ÉVOLUER VERS LE MARKETING

S’il est peu courant, quand on est X, de rejoindre le domaine des dispositifs médicaux, le choix de se diriger ensuite vers le marketing peut surprendre tout autant. Différents rôles dans différentes sociétés m’ont permis d’en explorer les facettes.

“ Une innovation ne réussit que lorsqu’elle rencontre un public disposé à investir ”

Tout d’abord, au travers du marketing, j’ai pu contribuer à différentes technologies : imagerie médicale, dispositifs implantables actifs (pacemakers), dispositifs de thérapie intraveineuse et gestion médicamenteuse (mon poste actuel).

En termes de domaines de soins, j’ai pu rencontrer docteurs et personnels soignants en chirurgie, radiologie, cardiologie, soins intensifs, anesthésie-réanimation.

J’ai pu également explorer le marketing « clinique ». Il s’agit de faire la preuve par des données cliniques ou scientifiques de l’efficacité d’un appareil et/ou d’une innovation. Le marketeur doit rendre le message digeste afin que les équipes commerciales l’adoptent.

J’ai également encadré des programmes pour développer ce qu’on appelle les Key Opinion Leaders (KOL). Ce sujet touche aux conflits d’intérêts. En début de carrière, je n’avais pas la notion, tout ingénieur que j’étais, d’ententes commerciales au-delà de discussions techniques ou cliniques avec les KOL.


L’IRM (imagerie par résonance magnétique) peut faire penser à un instrument de musique.

Cependant, tout choix de développement est dicté par une logique commerciale long terme (est-ce que ce choix entre dans la stratégie de l’entreprise ?) ou court terme (est-ce que ce choix peut influencer favorablement les affaires dont nous avons la visibilité aujourd’hui ?).

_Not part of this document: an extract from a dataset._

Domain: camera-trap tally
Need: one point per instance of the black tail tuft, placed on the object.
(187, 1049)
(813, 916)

La législation a énormément évolué dans la dernière décennie pour mettre un frein à des pratiques qui pourraient faire penser à de la corruption.

HARMONIE DE L’IRM

L’IRM (imagerie par résonance magnétique) est un équipement remarquable qui peut faire penser à un instrument de musique. Il faut l’accorder, régler les harmoniques, éliminer les bruits parasites et former la personne qui va en jouer, le manipulateur de radiologie.

UNE VISION DE SYNTHÈSE

Mon expérience marketing couvre la majorité de ma carrière dans le domaine des dispositifs médicaux. Elle me permet d’observer la convergence des différentes spécialités techniques : expertise clinique, modélisation financière, R & D, commercialisation, accès au marché (remboursement), preuve scientifique d’efficacité ; mais également humaines, encadrement d’équipes en direct ou par influence, y compris d’équipes commerciales.

Certaines technologies médicales peuvent être mises sur le marché avant même d’être scientifiquement établies tellement leur apport semble évident. À l’attention des entrepreneurs en herbe, il faut toutefois garder en tête que toute innovation ne réussit que lorsqu’elle rencontre un public disposé à investir pour lui faire une place.

UN MONDE EN ÉVOLUTION RAPIDE

Les technologies du monde du dispositif médical évoluent à un rythme soutenu. La preuve de l’efficacité par exemple, si difficile à établir dans les nouveaux médicaments, est parfois obtenue comparativement en très peu de temps.

Au risque de passer pour un « vieux chouf », ma réflexion personnelle est la suivante. La vie professionnelle est l’intersection de choix et d’opportunités. Souvent, celles-ci sont provoquées par ceux-là. Il est bon de se fixer un objectif et de mettre en œuvre les compétences, les rencontres et les étapes pour y arriver.

Entre le point de départ et l’objectif fixé, mon choix a été de privilégier ma curiosité et la découverte de nouveaux domaines.

La curiosité est une qualité essentielle et il en est une autre que nous, polytechniciens, nous devons de mettre en œuvre : savoir sortir de notre zone de confort et continuer d’apprendre tout au long de notre carrière.